The DCC book contradicts the entire concept of this bestiary by emphasizing we should seek out the unknown, unseen, and new things. Our adventures should be full of monsters and treasures we have never encountered before to bring back that 'for the first time' feeling back in the original AD&D days.

But these monsters are crazy, gonzo, and deadly versions of the B/X standards. Some of these make B/X monsters look boring and plain. I haven't seen monsters like this for DCC; they opened my eyes to many possibilities. Part of the charm of DCC is 'the fantasy world going sideways' like the pictures in the art of every day fantasy adventurers getting into all sorts of silly, tongue-in-cheek dungeon fun.

I could play Keep on the Borderlands with this set of monsters using DCC and start the adventure with the orcs showing up, banging on the front door of the keep, surrendering, and telling the town they are afraid of what the bugbears summoned at the Caves of Chaos and they need protection.

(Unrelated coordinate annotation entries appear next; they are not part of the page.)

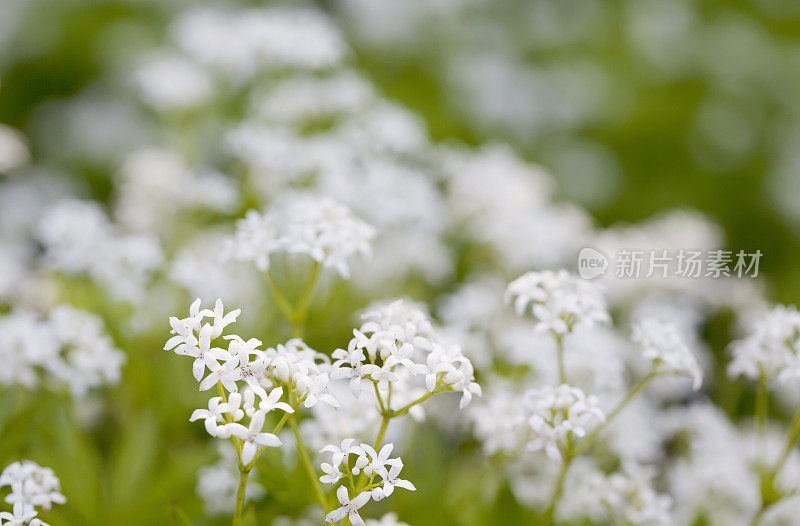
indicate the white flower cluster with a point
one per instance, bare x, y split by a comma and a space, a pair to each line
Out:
771, 348
552, 414
294, 365
630, 498
69, 347
13, 149
79, 239
559, 301
240, 43
31, 485
369, 462
395, 344
326, 231
157, 186
664, 346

Classic modules are completely hosed and going sideways.

DCC, the magic, and the entire 1970s vibe of that world are taking over. Magic does not work like it should. The times are changing. Even the monsters know it. Every one of them is allowed to change alignment. An evil gold dragon who wants all the gold in the world? Why not? The intelligent fire beetles who speak an alien insectoid sonic buzz and barter for fungus? Do it.

Everyone in the world knows the world is changing.

Even the monsters and the traditional evil forces.

No one knows what to do, and the old ways are dying.

The old way of life, alliances, and allegiances are dead.

The demi-lich in the Tomb of Horrors becomes a patron and asks for help expanding his looted and completely solved dungeon? Is the spaceship in the S3 Barrier Peaks module becoming a kingdom of robots? Playing the Isle of Dread, helping the natives fight off greedy adventurers, riding dinosaurs, and saving the island? Why not? The drow elves destroy the spider goddess and turn to the light? Are giants being hunted by alien spaceships, harvested for meat, and asking for help? A kingdom with a benevolent aboleth as king?

The world can slowly morph into that gonzo, grimdark, strange, almost alien setting - but the possibilities for screwing up the classic modules and showing 'how this madness started' almost seems like too much fun for me. The DCC book also plays on this 'twisted fairy tale' trope in its silly art, so there is precedent.

It also seems like a tearing up of the D&D mythos and a way for me to finally put it to bed in my mind and move on. The old D&D mythos and monster tropes hold us back and prevent our imaginations from taking flight. In that way, Goodman Games is right, saying the old ways limit our experiences and hold us back.

But for some of us, it is therapeutic to rip it all up to start again. Part of art involves willingly destroying something, from a blank canvas to breaking a crayon in half as a broader brush. Recasting the old monsters in new roles and tearing the myth of D&D's cosmology and tired monster ecosystem feels terrific. Yes, create new things. But let me tear down the past first.

And it does make me question OSR games endlessly replicating the past. I can almost recite the standardized B/X monster progression in my sleep like this was some 8-bit RPG I played on the Nintendo. Giant rats, goblins, orcs, gnolls, bugbears, etc., etc., dragons, demons, planar creatures...

It is 2023, and it is tired.

It may be time to destroy it all and start something new.